The Uber SSH Certificate Authority & PAM-USSH Module

At Uber, we needed something that was interoperable with our existing authorization protocols and could support issuing both user and host certificates. Nothing like this existed on the market, so we decided to write our own. We wrote it in go because it has the best ssh library support, including native support for certificates. The final solution became the Uber SSH Certificate Authority (USSHCA).

SSH certificates are great for authenticating a user at a single point in time, namely when they first access a given machine. After that point, however, even if a certificate expires, the login session will remain active. To resolve this problem, we also wrote a pam module which can authenticate a user based on the continued validity of a user’s SSH certificate. Today, we’re making this module available to the security community for free here:

How it Works

USSHCA issues ssh certificates to authenticated Uber employees. The certificate lifespan as well as where/how the certificates can be used are configurable on a per-user or per-group basis. Because the CA supports pam(8), additional auth options are possible including ldap/AD/Duo/local password, etc. as well as pubkey auth or even no-auth.

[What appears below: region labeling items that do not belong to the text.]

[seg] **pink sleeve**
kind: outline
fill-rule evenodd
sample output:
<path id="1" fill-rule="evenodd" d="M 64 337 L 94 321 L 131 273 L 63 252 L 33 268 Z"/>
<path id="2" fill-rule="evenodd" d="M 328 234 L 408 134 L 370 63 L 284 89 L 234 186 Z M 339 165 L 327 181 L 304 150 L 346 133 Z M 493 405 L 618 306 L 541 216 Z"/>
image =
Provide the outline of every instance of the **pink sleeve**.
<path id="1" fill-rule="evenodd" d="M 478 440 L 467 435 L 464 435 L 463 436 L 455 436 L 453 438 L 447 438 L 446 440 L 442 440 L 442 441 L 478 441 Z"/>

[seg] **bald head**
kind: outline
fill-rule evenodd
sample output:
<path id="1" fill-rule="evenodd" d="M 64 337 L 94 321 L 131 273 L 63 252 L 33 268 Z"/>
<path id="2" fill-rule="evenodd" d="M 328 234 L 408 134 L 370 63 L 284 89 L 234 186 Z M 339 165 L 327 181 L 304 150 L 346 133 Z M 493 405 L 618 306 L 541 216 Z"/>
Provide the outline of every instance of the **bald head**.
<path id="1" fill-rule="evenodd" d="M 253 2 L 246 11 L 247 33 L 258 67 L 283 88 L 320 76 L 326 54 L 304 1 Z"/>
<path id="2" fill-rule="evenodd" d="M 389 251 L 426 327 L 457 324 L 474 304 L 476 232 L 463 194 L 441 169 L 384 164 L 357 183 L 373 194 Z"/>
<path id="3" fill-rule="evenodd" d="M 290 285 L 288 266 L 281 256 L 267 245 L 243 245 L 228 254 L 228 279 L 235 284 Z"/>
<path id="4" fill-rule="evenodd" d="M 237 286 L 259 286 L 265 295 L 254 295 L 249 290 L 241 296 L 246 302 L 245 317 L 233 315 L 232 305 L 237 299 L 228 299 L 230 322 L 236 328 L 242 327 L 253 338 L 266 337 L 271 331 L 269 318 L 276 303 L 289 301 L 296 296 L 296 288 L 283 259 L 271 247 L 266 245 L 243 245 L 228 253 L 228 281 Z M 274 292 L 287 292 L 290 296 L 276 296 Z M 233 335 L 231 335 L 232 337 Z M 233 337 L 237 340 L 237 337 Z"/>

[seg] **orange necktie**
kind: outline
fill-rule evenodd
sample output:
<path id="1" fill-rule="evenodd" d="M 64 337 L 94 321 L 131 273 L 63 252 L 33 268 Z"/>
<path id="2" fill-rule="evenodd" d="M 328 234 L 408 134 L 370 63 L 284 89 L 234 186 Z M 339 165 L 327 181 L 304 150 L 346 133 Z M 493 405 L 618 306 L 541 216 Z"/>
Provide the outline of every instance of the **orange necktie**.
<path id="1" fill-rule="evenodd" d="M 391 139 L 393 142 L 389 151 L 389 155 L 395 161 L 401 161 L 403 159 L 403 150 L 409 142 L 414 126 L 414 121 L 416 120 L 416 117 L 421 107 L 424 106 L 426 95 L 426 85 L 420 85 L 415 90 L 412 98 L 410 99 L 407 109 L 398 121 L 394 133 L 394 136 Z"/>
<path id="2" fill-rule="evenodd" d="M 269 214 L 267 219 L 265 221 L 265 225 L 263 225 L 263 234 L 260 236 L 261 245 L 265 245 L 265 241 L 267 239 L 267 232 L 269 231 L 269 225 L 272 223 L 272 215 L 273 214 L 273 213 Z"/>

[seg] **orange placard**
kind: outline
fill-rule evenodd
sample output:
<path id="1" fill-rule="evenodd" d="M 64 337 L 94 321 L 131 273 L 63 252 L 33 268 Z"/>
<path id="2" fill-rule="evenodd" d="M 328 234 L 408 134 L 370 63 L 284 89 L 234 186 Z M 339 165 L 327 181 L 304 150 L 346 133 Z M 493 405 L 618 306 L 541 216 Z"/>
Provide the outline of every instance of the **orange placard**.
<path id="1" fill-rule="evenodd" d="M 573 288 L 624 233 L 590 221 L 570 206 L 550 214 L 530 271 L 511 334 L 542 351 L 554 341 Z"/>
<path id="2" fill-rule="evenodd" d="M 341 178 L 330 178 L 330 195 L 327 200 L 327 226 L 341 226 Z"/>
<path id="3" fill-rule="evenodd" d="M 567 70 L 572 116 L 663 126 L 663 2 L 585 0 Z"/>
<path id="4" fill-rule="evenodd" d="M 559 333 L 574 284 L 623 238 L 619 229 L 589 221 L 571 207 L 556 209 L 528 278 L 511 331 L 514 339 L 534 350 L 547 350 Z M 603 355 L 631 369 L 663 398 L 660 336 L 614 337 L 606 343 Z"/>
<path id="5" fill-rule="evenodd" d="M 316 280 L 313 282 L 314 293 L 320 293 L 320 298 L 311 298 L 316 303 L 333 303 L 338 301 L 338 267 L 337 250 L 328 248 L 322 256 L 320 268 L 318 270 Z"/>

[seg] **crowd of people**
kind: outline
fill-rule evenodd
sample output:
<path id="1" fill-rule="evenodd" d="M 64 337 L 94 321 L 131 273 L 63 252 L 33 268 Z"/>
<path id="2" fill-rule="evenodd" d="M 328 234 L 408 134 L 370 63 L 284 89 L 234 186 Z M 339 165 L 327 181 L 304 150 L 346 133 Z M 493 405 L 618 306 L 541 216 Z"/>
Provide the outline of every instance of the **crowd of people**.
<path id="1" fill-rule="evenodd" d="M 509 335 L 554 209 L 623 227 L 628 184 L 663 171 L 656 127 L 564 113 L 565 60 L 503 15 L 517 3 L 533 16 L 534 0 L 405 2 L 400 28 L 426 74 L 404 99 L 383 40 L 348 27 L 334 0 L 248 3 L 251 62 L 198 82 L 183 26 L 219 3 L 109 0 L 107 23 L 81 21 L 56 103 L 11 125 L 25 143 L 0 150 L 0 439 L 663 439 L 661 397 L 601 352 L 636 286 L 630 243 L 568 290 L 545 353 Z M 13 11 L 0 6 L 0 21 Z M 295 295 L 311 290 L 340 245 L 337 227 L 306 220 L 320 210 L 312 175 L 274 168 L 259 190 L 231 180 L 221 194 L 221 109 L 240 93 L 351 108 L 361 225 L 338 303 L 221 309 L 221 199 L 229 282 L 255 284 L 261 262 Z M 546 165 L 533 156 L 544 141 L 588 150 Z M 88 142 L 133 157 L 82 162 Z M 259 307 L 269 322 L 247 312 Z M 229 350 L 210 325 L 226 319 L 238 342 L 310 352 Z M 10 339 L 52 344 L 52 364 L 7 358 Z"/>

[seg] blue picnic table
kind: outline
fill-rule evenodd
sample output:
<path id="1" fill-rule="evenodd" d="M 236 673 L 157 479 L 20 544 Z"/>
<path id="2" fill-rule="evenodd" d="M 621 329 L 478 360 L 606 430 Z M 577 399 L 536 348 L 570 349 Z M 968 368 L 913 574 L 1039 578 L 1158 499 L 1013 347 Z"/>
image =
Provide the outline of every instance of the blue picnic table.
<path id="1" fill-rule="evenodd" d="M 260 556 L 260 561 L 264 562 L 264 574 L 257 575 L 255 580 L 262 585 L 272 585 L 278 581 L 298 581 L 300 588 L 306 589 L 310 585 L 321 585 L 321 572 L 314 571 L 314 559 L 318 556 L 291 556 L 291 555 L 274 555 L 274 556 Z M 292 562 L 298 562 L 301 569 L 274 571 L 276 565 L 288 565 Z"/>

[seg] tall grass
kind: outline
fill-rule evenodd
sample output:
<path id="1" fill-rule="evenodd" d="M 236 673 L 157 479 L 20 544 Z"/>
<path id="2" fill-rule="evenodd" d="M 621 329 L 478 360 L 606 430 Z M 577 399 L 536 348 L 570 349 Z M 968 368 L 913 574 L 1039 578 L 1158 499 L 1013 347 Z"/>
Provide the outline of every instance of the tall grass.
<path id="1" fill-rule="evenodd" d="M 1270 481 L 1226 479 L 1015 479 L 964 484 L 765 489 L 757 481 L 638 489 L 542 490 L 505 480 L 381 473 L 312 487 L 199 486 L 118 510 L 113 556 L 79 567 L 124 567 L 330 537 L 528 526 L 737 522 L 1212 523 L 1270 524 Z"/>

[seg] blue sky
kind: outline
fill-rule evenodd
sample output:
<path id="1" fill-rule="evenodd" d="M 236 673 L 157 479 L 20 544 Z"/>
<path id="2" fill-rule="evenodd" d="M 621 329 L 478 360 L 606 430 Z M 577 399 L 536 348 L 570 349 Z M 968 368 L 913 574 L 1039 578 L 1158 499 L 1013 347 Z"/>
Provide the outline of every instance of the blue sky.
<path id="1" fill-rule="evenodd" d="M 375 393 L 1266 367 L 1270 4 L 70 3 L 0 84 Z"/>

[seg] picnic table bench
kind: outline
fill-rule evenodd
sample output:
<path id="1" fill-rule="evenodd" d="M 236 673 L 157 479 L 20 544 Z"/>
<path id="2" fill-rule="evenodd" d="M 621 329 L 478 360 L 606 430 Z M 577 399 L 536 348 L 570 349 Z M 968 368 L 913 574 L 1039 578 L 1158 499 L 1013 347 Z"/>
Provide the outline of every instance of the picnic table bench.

An employee gets a ussh certificate when they run the ussh command. This connects to the USSHCA, performs the pam conversation and forwards the client’s ssh agent to the CA. If the client successfully authenticates, the CA generates a new ssh key, populates the associated cert with the configured information (validity period, the user it’s valid for, the options permitted, etc.) and adds both the key and the certificate to the remote agent. The certificates are added to the agent with a timeout telling the agent to remove the keys when the certificate expires.

In reality, almost no one runs ussh directly. If the ussh command is given any arguments, it executes the equivalent of ‘ssh argv[1:]’. So through the power of a centrally managed ssh_config, all of this happens automatically when a user tries to connect to an uber host and they don’t have a valid cert.

Host Certificates are Critical

The metadata for ssh certificates also includes a list of valid principals. For user certificates, valid principals are the users or groups for whom the certificate is valid. For host certs, they are the hostnames for which a certificate is accepted. Including these in certificates provides the following features:

  1. Load balanced SSH connections: Host certs allow multiple hosts to share a principal without needing to share the same private key. Prior to host certs, if two hosts had different keys but the same hostname, clients would error when connecting to the second host.
  2. Confident authentication: You can avoid flooding users with “can’t verify host key” warnings that ssh clients display when connecting to a host for the first time. Since the client is validating the signature and not the underlying host key, it doesn’t matter that the host hasn’t been seen before. Furthermore, when a host cert is validated, the host key isn’t saved.
  3. Prevent error messages: Using host certs prevents “host key has changed” errors after reinstalling a host. Prior to certificates, re-installation typically meant regenerating hostkeys. This meant that anyone connecting to a host after re-installation would be presented with an SSH error about changing host keys.

The last two features are particularly important for an enterprise security team. When connecting to production or development infrastructure from authorized machines, employees don’t see host key warnings. If they do, they immediately know something is wrong and can report it to the security team for investigation.

Moving Forward

We’re already moving toward cert revocation and experimenting with different key types. RSA is universally supported across the industry, but some newer crypto is more cost effective to generate and verify. USSHCA already supports newer key types and we look forward to collaborating with the community on future developments.